There is no position she can't play. She loves to pitch and was one of three hurlers, along with Hunter Berger and Jaylon Fuzz, for the Spring Hill Dixie Junior boys team that reached the state finals last month. She started at first base in her first season, but was moved around the infield. She starts in centerfield for her travel ballclub, the Spring Hill Titans, and has become a very good catcher.
She can be found behind the plate for her Explorer softball team. While she prefers baseball over softball, baseball isn't offered at the middle school level. But once she gets back to playing small ball, Sydney loves being out on the mound and at shortstop.
She wondered whether she would be able to continue with baseball as she got older. Then she saw a story about Durant High School pitcher Chelsea Baker. Baker, a rising senior, throws a knuckleball taught to her by former major leaguers Joe Niekro and Tim Wakefield. She parlayed that knowledge into a 3-0 record and 0.74 earned run average with the Cougars last season.
"I was kind of surprised because I hadn't seen a girl pitch at that level," Sydney said. "It was cool to see another girl making it that far, and it kind of told me that I can do it, too."
But what really caught Sydney's attention was Baker's invitation to throw batting practice with the Rays at Tropicana Field in June. Baker even got Rays catcher Jose Molina to swing and miss at her knuckleball a couple times.
"Chelsea helped motivate (Sydney) because she wasn't sure if she was allowed to play baseball in high school," her mother said. "I explained that there are laws that allow her to try out for whatever sport she wants to, but when she saw (Baker), she knew for sure she was going to go out for the team."

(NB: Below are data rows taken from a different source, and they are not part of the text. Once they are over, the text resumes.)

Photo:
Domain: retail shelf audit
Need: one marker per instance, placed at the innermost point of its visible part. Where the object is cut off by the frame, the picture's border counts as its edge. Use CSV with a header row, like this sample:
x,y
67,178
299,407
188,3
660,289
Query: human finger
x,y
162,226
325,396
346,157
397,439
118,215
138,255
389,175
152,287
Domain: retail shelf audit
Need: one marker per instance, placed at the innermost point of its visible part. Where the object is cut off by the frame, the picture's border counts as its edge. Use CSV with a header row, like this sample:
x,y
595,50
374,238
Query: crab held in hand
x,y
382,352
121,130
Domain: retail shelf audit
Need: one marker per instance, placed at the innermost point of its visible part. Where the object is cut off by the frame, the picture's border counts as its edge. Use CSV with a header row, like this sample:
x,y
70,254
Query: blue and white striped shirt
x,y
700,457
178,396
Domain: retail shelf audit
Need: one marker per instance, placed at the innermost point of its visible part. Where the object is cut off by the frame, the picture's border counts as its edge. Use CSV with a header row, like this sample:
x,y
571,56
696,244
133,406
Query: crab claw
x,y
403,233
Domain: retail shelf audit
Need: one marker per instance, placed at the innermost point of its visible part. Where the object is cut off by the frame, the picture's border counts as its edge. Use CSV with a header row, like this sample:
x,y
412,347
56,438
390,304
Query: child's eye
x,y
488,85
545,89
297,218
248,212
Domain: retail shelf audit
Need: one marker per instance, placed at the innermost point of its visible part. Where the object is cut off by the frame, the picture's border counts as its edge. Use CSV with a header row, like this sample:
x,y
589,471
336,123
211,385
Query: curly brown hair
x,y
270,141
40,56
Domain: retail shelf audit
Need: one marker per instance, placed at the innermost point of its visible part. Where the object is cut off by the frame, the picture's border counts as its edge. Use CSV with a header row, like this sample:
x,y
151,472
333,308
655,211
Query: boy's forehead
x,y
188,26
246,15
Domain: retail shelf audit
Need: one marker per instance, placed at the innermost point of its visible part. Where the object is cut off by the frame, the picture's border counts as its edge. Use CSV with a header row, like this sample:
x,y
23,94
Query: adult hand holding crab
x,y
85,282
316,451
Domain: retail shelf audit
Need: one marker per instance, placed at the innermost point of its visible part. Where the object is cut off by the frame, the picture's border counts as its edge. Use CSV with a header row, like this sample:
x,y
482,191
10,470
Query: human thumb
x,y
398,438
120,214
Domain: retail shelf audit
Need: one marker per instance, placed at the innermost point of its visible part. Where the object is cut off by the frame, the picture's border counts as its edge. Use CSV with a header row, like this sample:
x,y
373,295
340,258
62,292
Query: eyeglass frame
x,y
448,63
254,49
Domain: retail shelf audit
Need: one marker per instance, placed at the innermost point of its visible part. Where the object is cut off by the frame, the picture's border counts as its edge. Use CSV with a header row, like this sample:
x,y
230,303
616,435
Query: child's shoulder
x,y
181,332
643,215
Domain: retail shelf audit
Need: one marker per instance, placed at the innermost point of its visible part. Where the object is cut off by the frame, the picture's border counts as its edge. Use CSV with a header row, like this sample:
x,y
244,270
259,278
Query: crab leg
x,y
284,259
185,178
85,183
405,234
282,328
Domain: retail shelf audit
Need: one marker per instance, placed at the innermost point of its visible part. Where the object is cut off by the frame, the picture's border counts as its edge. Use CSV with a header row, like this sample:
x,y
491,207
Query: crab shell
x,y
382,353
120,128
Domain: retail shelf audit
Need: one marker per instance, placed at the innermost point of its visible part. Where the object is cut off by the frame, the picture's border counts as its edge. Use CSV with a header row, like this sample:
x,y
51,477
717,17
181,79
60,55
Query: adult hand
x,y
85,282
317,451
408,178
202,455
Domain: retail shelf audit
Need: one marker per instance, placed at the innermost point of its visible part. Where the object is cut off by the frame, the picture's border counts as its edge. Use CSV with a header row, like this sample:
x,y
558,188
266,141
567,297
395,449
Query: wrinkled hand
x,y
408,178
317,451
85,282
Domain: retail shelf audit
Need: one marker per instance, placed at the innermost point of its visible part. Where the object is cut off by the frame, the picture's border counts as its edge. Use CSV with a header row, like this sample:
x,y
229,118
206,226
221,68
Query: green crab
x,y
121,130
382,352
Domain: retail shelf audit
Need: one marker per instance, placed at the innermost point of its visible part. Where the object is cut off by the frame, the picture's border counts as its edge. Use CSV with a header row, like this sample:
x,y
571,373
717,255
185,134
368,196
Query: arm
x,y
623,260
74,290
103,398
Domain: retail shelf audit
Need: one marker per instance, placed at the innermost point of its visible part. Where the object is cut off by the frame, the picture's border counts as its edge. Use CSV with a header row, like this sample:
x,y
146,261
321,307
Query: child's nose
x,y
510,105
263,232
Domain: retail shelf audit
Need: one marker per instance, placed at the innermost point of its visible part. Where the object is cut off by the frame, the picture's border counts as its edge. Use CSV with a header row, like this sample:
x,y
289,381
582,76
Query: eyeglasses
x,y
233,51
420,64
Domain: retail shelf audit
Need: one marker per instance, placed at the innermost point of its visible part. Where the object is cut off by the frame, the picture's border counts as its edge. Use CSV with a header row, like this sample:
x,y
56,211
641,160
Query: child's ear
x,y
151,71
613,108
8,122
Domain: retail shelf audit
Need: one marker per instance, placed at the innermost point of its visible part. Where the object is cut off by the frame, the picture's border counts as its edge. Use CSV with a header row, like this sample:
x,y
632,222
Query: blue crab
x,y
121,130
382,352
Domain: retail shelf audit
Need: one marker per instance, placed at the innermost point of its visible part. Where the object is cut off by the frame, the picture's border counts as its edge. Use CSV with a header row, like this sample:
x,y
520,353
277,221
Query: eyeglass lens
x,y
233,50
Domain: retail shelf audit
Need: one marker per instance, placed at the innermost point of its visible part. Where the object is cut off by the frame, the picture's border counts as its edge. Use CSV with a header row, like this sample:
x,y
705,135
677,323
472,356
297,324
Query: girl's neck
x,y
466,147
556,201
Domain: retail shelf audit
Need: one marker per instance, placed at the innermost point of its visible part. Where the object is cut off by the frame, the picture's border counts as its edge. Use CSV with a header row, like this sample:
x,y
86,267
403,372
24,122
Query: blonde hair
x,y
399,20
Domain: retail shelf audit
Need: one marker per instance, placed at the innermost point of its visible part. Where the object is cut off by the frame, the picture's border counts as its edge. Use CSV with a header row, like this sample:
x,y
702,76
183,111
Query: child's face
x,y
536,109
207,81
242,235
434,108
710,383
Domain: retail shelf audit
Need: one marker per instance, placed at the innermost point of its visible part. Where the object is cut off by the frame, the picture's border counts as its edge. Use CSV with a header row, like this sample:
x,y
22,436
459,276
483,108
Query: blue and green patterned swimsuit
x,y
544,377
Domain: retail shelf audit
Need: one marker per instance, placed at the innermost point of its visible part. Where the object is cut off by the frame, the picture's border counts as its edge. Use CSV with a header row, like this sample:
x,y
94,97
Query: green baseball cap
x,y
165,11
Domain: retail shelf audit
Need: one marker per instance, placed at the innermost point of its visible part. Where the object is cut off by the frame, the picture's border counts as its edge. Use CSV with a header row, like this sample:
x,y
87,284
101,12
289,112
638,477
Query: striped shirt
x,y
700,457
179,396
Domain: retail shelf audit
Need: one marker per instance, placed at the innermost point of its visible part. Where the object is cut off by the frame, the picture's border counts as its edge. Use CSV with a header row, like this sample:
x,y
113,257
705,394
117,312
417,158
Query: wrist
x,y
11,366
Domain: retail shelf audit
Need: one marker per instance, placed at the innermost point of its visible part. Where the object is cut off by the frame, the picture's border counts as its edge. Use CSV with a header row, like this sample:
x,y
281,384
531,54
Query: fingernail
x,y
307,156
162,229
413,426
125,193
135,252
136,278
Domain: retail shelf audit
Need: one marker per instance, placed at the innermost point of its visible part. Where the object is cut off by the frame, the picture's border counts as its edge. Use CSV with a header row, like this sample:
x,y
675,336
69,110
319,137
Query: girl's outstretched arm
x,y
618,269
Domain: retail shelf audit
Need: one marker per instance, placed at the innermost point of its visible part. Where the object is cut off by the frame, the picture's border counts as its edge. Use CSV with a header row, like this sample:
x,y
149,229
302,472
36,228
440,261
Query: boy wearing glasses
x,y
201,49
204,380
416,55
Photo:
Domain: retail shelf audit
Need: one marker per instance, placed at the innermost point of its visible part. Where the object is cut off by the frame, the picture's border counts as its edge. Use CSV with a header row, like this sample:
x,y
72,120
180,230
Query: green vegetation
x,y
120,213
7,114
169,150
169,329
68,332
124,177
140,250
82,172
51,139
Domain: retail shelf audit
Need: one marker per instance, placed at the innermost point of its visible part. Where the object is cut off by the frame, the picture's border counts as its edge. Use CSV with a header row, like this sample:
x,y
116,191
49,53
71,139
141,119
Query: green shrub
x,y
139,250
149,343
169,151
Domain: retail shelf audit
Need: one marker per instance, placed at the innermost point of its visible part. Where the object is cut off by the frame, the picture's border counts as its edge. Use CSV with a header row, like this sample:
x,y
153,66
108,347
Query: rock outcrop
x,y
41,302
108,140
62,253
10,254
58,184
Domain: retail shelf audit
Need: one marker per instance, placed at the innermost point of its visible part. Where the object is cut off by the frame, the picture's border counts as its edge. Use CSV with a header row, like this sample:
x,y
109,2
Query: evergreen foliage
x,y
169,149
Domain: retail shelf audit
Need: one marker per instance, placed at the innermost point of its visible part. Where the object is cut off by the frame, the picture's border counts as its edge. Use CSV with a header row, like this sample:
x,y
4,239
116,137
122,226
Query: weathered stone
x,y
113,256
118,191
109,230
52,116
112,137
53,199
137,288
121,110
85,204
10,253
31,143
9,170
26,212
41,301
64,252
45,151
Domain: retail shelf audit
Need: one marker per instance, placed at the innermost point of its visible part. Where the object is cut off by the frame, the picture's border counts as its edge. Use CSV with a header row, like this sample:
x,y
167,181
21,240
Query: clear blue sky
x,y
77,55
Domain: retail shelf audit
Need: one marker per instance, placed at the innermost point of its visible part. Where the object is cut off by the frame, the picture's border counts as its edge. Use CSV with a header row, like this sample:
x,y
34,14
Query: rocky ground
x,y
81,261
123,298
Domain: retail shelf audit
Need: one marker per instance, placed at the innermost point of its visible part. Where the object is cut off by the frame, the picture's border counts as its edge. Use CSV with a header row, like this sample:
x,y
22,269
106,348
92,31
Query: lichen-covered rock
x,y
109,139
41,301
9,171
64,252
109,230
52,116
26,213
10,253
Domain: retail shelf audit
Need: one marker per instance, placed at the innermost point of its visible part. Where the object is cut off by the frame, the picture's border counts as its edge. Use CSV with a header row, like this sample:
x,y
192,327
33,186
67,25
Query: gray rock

Sydney's parents still aren't sure which high school she will attend. Because of her hearing loss, she needs accommodations that are only available at Springstead High. But her older sister, Sarah, is a senior at Weeki Wachee, the school Sydney would like to attend.
Regardless of where she ends up, there is little question about whether she will be successful. Everyone who knows Sydney has been inspired by her drive and determination. As she was motivated by Baker, she could provide the same example for girls down the line.
"I've been a fan of Sydney's for some time now," Dixie all-stars coach Bill Collins said. "She's definitely an inspiration to any girl who wants to play with the boys."